Multiscale modeling approaches that incorporate both molecular- and continuum-level simulations are relatively new. This is mostly due to the rapid rise in computational power in the past two decades that has enabled more efficient simulations, and due to the large-scale world-wide investment in nanoscale research that was initiated around the year 2000. As a consequence, these multiscale modeling efforts are still in their infancy. There are still many aspects of multiscale modeling that will likely experience advancement in the coming years.
Many of the modeling approaches referenced herein have very limited experimental validation. This is partially due to the complicated nature of testing small-scale materials and structures, and due to the relative difficulty of fabricating test specimens of CNT composites. As multiscale modeling approaches become more sophisticated, powerful, and efficient, more reliance will be placed on their predictions for the design of engineering structures. Therefore, it is important that a greater degree of confidence must be established with the models. This will need to be achieved with more rigorous experimental validation attempts. Properly validated and benchmarked multiscale modeling tools will greatly facilitate the overall material design and development process.
Another important future direction for multiscale modeling of CNT composites is the direct modeling of time-dependent behavior. While the continuum-based tools work well for viscoelastic polymer composites whose relaxation times are on the order of seconds, minutes, hours, or days; molecular dynamics simulations of polymers typically can efficiently simulate the molecular behavior only over a span of a nanoseconds, or less. This discrepancy between time scales between tools in multiscale modeling is a fundamental road block that must be eventually cleared to truly model the time-dependent response of CNT–polymer composites.

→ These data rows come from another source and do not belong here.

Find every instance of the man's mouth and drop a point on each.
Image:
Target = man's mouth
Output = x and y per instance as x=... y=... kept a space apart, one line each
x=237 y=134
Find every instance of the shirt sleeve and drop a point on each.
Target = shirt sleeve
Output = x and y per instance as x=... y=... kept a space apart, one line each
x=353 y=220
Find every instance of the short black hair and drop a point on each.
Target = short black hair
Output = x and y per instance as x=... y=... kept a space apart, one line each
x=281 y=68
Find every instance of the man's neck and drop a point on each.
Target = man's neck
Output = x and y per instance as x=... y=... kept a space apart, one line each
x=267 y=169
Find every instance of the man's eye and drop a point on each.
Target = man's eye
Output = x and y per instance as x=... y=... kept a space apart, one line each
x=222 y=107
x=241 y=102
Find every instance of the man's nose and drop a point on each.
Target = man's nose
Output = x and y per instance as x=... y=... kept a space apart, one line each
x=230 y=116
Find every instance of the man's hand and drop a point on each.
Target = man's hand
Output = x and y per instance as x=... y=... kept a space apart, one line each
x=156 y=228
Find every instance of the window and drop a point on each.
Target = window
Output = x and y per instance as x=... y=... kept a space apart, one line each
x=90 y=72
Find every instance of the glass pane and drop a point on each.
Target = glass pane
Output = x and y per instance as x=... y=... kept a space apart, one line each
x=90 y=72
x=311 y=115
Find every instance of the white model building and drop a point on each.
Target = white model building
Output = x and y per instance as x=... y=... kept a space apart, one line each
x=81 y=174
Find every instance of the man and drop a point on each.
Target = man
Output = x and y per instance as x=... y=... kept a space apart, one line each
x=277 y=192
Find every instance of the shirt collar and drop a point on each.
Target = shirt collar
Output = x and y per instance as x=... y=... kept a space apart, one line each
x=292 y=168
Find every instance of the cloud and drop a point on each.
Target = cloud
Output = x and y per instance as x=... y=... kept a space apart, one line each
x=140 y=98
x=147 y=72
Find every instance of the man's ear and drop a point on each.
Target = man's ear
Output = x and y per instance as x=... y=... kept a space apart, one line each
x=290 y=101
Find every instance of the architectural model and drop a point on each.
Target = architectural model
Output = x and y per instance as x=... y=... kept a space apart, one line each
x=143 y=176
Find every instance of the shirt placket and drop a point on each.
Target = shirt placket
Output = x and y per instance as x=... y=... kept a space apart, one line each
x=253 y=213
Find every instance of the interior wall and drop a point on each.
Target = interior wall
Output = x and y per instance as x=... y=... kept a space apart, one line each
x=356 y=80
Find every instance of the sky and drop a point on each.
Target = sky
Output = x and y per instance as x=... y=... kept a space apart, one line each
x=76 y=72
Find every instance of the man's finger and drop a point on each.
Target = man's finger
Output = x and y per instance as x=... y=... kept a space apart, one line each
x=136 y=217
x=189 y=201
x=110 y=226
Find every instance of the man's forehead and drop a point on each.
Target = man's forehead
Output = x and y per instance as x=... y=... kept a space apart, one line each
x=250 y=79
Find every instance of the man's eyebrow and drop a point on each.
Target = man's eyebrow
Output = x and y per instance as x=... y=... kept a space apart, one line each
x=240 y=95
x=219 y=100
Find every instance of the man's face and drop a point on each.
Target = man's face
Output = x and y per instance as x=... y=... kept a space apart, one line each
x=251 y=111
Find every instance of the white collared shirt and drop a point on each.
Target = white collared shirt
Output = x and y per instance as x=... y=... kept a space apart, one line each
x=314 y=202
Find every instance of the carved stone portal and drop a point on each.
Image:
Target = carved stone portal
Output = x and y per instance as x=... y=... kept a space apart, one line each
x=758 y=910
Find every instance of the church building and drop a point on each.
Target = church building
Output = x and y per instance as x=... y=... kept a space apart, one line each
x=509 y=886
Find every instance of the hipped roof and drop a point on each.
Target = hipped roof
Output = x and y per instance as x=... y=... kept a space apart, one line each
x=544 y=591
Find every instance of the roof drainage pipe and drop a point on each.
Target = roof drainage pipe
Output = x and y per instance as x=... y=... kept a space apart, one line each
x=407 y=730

Although there have been countless journal articles in the past decade that describe multiscale modeling of nanostructured materials, the vast majority of them have focused on crystalline and other highly-ordered materials, such as metals and stand-alone carbon CNTs. By comparison, amorphous materials (e.g. polymers) are much more difficult to model and have thus received significantly less attention by multiscale modelers. Because the molecular structure of amorphous polymers lacks symmetry, simulations are restricted to much smaller systems, and the atomic potentials (force fields) are not generally as accurate as those used for crystalline systems. As a result, there are few publications outside of journal articles that address the multiscale modeling of CNT composites. Those that do address the multiscale modeling of polymer composites only do so briefly. Researchers who are interested in learning more about this field are encouraged to consult some of the journal articles referenced herein as a starting point (Frankland et al., 2003; Odegard et al., 2003; Odegard et al., 2004; Odegard et al., 2005b; Shi et al., 2005; Jiang et al., 2006; Grujicic et al., 2007; Karakasidis and Charitidis, 2007; Mokashi et al., 2007; Liu et al., 2008; Lu et al., 2008; Tserpes et al., 2008; Zeng et al., 2008; Shen, 2009; Takeda et al., 2009).